Brussels – Egypt will witness its first elections after the revolution on November 28th. The elected representatives will participate in choosing a constituent assembly of one hundred members who shall be in charge of drafting Egypt’s new constitution.
By Amir Elshenawy
Despite the significance of Egypt’s coming elections, Egyptian authorities, represented in the government and the Supreme Council of Armed Forces (SCAF), made a decision not to involve international monitoring. On July 6 2011, Mr. Marc Franco, Head of EU Delegation to Egypt, announced that Egyptian authorities refused the presence of international monitoring on the parliamentary elections. He added “The elections are committed to be done in a democratic and fair atmosphere and under the supervision of judicial authorities.”

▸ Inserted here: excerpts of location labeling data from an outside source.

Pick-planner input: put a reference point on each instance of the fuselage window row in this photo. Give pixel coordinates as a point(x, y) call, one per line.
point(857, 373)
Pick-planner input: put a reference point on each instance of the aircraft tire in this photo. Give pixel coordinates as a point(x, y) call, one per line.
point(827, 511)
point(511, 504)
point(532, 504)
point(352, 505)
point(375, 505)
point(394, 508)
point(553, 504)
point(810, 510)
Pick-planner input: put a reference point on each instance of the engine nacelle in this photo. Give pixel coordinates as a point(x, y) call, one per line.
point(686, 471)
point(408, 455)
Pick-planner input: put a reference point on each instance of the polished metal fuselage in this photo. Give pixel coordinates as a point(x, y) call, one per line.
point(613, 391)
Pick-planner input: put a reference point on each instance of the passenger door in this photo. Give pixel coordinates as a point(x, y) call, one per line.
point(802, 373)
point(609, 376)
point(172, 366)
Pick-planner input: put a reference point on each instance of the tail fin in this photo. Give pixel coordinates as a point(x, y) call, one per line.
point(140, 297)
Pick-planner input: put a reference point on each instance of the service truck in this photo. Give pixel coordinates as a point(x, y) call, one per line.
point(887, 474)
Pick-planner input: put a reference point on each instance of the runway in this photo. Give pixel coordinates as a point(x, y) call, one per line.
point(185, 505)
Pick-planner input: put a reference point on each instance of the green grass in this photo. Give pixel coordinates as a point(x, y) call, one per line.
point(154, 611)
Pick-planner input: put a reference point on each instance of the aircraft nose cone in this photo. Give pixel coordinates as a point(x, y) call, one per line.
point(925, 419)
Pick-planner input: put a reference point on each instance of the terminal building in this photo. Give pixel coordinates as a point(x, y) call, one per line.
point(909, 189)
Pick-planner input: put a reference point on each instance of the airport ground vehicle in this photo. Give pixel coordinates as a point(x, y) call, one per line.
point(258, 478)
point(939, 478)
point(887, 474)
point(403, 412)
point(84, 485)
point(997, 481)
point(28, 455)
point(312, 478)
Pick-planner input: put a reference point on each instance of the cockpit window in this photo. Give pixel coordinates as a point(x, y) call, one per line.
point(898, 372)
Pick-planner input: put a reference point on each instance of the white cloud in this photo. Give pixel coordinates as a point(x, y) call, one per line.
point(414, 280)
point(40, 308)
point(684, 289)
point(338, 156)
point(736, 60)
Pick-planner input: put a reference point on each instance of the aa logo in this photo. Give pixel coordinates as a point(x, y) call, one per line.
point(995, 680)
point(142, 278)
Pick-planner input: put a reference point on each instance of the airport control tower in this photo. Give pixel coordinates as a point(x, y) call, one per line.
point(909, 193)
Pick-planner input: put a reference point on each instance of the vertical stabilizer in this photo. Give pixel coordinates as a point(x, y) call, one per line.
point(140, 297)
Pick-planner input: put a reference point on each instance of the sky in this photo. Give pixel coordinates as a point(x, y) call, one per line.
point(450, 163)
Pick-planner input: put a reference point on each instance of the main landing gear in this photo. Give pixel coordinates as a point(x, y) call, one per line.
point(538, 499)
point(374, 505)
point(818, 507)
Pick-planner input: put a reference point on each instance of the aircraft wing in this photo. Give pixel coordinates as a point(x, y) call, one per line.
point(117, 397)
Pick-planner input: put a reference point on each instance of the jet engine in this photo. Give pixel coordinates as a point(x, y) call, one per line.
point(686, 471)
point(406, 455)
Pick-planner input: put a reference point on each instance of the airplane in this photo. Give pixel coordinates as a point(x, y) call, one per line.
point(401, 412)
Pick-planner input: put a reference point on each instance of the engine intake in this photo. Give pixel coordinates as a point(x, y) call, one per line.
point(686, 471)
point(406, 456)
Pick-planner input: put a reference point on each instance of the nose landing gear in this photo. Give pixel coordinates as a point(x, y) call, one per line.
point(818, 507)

Although Egyptian authorities’ decision to prevent international monitoring on elections is already known since July 6, the EU has not announced yet an official response to that decision. The critical question is how the EU will respond to such a decision which makes it hard to guarantee that elections are free and fair, one of the main conditions the EU listed in its new Neighborhood policy to keep its support to neighbor countries.
Free and fair elections … Hard to guarantee
Having free and fair elections is hard to guarantee, according to Nejad Elborai, Chairman of Egyptian United Group of Law, because they are going to be held within unstable circumstances. Elborai also adds the current indicators refer to no change coming in the horizon regarding the issue of observing elections.
“Egypt’s civil society organizations (CSO) will monitor the coming elections in the same way they did before in 2000, 2005 and 2010’s elections,” Elborai expects.
Elborai adds there are severe restrictions on the way CSOs work beside accusations of them receiving funds from foreign institutions. That is in addition to serious threats to CSOs’ members’ lives and being put in front of military trials.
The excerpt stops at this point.